Why, yes, this children's fantasy film does have fucked-up priorities.

But the story is, truly, a bunch of whatever. Both "man learns to be a better dad through magic bullshit" and "children's movie that accidentally spends all of its energy on corporate politicking" are sufficiently well-established that Nine Lives really doesn't stand out from the pack (it's not even the first movie to cast Christopher Walken as the strange old man who triggers the magic; Click got there back in 2006). It's in the execution that this becomes truly objectionable. There is the matter of CGI Mr. Fuzzypants, to begin with; and let me not give you the wrong impression that the CGI is substandard, for it is quite the opposite. When the cat is animated (around half of its overall screen time, I'd guess), it looks almost entirely indistinguishable from the real animals playing the part. That is, indeed, the source of the film's problems. For the things the CGI cat is called upon to do are things that actual cats cannot do: throw a ball around a room, manipulate a pen, open a bottle of scotch, or merely react to events with a knowing, profound look. It is deeply repulsive to watch him do these things: Mr. Fuzzypants's variety of facial expressions alone would be enough to give me waking nightmares for weeks to come, and those aren't even nearly as unsettling as the scene where he's trying to write a note to his wife, flipping around weightlessly despite having perfectly photorealistic texturing. Despite this, the non-stop foleyed-in meows we hear all sound like drunk people in a bar were asked "do cat noises", and then panicked. I think that is not just that Sonnenfeld hated cats, but that he wanted to make every human being who ever came into Nine Lives also hate cats.

And if the eldritch, obscene horror of Mr. Fuzzypants leaning drunkenly on a garbage can or maliciously grinning as he prepares to piss in his ex-wife's (Cheryl Hines, accidentally giving a performance that invests her character with inner life) handbag wasn't enough to torpedo Nine Lives, then there's every other fucking thing about it. Not the score, by Evgueni & Sacha Galperine. I actually pretty much liked that. It has a sort of indie rock/funk thing going on. But every other fucking thing, including a script by five credited writers that proudly requires Christopher Walken to say say "poopy boxes" instead of "litter pans", and a scene where the Leiber/Stoller R&B standard "Three Cool Cats" is trotted out to score a scene where Mr. Fuzzypants and Rebecca play with each other, completely ignoring the way that the lyrics which are clearly presented with no expurgation offer the unavoidable implication that Tom wishes to seduce his 11-year-old daughter. I beg your pardon, I misspoke. That scene happens twice.
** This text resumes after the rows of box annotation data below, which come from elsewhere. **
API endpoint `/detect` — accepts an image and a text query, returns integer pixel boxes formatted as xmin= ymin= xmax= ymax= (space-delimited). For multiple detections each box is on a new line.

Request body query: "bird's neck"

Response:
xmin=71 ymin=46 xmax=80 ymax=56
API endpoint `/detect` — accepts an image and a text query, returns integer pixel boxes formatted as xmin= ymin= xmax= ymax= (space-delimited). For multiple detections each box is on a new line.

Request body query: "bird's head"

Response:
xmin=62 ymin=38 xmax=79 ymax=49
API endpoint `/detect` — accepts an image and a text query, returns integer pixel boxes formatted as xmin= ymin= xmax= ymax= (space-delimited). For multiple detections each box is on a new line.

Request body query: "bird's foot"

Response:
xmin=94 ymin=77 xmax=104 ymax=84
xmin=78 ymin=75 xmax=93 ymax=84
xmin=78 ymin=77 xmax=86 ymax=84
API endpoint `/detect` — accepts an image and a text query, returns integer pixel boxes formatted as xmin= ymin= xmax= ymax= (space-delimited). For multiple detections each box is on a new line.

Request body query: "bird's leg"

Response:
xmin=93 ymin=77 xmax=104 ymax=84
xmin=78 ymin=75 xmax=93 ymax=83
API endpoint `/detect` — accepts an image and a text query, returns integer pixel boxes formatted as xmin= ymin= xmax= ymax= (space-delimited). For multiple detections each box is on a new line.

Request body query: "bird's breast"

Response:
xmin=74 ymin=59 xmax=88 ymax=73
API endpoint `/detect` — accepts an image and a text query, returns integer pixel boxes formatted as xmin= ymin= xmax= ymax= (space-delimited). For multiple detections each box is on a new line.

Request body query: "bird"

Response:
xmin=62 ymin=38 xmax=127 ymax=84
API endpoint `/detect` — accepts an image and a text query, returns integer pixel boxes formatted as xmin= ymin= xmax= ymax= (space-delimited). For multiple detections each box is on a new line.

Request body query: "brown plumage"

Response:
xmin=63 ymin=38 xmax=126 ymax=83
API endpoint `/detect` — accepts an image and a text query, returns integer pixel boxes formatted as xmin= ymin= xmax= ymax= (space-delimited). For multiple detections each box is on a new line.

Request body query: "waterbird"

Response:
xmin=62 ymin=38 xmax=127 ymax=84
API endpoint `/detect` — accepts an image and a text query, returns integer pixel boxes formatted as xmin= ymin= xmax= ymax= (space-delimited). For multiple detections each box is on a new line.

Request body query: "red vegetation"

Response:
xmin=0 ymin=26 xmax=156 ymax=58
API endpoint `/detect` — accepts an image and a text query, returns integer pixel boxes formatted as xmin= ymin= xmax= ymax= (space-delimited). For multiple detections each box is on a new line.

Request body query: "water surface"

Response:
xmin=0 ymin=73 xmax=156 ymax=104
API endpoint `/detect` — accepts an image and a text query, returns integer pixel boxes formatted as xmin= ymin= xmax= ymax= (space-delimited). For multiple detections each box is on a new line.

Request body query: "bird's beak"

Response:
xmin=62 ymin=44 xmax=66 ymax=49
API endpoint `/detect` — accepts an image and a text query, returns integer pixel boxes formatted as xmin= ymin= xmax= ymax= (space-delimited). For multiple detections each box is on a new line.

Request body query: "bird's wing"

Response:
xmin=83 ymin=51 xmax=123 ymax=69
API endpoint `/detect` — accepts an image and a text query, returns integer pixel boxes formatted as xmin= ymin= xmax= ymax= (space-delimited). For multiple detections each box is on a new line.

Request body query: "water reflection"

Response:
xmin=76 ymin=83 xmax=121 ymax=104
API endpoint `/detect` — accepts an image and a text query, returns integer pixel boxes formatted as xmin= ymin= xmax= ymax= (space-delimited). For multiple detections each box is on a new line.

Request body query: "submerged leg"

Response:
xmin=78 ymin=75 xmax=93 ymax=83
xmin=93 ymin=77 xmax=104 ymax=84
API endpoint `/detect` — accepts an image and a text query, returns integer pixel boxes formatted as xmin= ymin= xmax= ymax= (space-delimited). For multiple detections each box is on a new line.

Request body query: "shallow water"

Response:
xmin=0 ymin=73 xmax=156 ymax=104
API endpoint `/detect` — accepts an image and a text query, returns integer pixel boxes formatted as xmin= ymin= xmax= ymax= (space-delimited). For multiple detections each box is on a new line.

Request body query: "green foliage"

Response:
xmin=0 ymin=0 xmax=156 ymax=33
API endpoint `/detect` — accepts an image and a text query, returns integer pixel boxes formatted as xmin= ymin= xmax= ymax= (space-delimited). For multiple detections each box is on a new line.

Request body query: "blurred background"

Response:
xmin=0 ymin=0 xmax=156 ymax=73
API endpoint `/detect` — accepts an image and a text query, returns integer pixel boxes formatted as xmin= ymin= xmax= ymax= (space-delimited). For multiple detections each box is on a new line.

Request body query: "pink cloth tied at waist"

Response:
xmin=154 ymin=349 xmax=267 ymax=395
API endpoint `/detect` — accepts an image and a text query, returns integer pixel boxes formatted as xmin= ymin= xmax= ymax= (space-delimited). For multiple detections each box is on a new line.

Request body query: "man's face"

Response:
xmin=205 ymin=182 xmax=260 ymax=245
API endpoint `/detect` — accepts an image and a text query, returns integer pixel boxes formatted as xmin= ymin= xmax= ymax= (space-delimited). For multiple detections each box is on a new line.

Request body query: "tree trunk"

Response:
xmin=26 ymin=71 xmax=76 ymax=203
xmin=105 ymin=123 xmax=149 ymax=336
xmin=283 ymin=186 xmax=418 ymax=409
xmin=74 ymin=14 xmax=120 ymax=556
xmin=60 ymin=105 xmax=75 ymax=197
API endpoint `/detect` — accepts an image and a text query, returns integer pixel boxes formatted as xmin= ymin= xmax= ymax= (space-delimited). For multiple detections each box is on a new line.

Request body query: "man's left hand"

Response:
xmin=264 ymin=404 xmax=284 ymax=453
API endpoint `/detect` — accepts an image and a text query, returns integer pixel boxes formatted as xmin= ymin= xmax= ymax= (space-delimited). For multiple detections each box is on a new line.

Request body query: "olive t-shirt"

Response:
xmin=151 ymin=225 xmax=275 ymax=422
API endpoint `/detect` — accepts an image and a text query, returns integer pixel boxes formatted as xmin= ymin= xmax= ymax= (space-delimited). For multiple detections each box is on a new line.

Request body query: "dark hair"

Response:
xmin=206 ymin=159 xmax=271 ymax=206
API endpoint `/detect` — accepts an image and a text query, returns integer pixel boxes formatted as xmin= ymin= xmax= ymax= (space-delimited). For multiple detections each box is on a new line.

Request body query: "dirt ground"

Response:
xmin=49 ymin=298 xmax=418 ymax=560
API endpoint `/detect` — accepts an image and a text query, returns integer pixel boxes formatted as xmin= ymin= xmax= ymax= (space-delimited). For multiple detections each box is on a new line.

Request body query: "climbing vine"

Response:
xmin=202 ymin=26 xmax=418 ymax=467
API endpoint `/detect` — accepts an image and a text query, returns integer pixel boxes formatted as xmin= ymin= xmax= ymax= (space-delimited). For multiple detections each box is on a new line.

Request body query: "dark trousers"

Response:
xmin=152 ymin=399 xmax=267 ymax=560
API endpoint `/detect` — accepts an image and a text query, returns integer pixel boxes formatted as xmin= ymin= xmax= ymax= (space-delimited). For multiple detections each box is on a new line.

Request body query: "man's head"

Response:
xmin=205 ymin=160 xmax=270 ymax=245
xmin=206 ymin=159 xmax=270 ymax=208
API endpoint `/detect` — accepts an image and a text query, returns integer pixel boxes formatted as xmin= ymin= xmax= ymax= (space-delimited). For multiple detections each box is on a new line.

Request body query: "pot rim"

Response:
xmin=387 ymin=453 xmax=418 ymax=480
The film can't even get basic visual representation right: the film is perilously color-corrected to make everything look cheery and completely artificial, so bright and tacky that red dresses appear to glow with nuclear fury, and human flesh itself appears to have transmuted into latex, or vinyl, or something equally far removed from organic chemistry - Spacey is almost neon bronze in his handful of scenes as a person, and I will not willingly speak of the vaseline terrors that make of the expressions of the board members. Outside of a few unexpectedly sharp line deliveries by Spacey right at the start, there's not a solitary moment that isn't both visually grotesque and narratively inept, and only the beautiful live-action cats playing Mr. Fuzzypants when he isn't some kind of fucking mutant ninja make Nine Lives anything resembling a pleasurable moviegoing experience.